The required authorities must notarize all of the documents if the person is a foreign national to ensure the validity of the records submitted.
- Articles of Association or AOA and Memorandum of Association or the MOA
- A copy of the business’s certificate of incorporation
- Company’s income tax returns
- Most recent Company Audited Financial Statements.
The Companies Act of 2013 establishes, incorporates, and regulates Public Limited Companies. The ratio of each shareholder’s shares or capital in the firm determines how much ownership each has. Additionally, investors and the general public can readily transfer ownership by exchanging the company’s shares on open platforms like Stock Exchange Markets. The shareholders agree upon a defined ratio for how they will split the company’s profits, and their liabilities are limited to the amount of money they have invested in the business.
Going public also has the benefit of being a stock market-listed company. Due to this, businesses can grow their operations more quickly and have better access to finance. Companies listed additionally often have much more compliance work since they must comply with SEBI requirements. As a result, before the firm decides to go public, it gives it a lot of consideration and does extensive preparation.

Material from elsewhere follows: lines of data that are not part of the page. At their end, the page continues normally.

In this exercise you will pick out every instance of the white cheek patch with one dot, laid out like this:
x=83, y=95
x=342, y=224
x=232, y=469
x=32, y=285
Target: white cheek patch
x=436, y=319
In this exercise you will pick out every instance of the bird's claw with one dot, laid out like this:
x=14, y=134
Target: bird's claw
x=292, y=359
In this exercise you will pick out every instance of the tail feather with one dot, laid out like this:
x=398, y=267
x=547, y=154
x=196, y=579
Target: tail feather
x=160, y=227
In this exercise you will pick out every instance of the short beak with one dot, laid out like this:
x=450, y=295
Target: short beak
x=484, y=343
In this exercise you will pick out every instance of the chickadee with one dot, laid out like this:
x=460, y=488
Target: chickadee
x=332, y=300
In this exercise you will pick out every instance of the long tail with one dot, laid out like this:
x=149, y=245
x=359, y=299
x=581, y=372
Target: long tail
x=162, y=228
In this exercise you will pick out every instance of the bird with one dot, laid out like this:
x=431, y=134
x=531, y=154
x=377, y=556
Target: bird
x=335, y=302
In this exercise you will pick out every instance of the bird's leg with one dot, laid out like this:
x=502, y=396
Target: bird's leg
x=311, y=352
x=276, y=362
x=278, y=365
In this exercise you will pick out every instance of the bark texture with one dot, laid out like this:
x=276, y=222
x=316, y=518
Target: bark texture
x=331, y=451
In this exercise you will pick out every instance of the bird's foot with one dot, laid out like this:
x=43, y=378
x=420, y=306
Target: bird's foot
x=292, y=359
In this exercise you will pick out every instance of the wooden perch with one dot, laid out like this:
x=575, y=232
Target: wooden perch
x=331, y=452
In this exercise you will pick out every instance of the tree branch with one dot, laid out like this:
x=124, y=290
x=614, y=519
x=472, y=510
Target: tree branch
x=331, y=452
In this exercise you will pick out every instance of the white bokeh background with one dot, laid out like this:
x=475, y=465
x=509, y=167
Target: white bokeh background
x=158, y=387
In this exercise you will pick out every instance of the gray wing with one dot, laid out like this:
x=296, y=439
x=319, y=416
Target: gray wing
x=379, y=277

A private firm could desire to change its status to a public limited company for several reasons, but the main one is to issue shares to obtain capital on the open market. Now that the corporation is available for trading, investors qualified to do so will be allowed.
In contrast to private equity funds, it will be simpler to raise substantial amounts of money since a wide range of investors will be able to invest in the business. The company can invest in more projects promoting internal growth with more capital.
According to section 18, the ROC must be persuaded that the firm complies with the requirements for registering a company after receiving the documentation for converting a private limited company into a public limited company. Once they register the documents that have been presented for alteration under the particular class of the company, the public limited company registration will be finished. If persuaded, they will encapsulate the prior registration and issue a new certificate of incorporation.
A private limited company’s transformation into a public limited company can be challenging. As a result, our professionals are there to help you with Company Registration in India. You can reach out to us at any time on +91 7305345345.
Frequently Asked Questions
Changing the company's name is one of the most crucial compliance requirements after converting a private limited company to a public limited company.
A public limited company must have three directors and a minimum of seven shareholders.
The board meeting must be held first. Each of the directors must get notification of this. The agendas and various decisions must be considered after the board meeting. AOA and MOA modifications should be made in addition to this. The board meeting must take into account the timetable for the EGM. A special resolution relating the conversion of private limited to public limited must be approved by a majority during the EGM. Following this, the same, MGT-14, and INC-27 must be sent to the ROC. The certificate of incorporation would be given to the new firm if the ROC believes that all conditions have been met.
Typically, it takes 30 days to convert a private limited company to a public limited company.
Only the days necessary for a certain transaction or procedure to take place would be considered clear days. For instance, if the filing is completed on Thursday evening, only the time from Friday is used to determine the number of clear days. For business days, however, the time from Thursday would be used to calculate the time.
The directors and shareholders of the public limited corporation are the key parties in charge of the organization.
No, there shouldn't be any additional fees charged for the conversion of a private limited business to a public limited company. Even when the registrar issues the public limited company's certificate of formation, no cost shall be paid.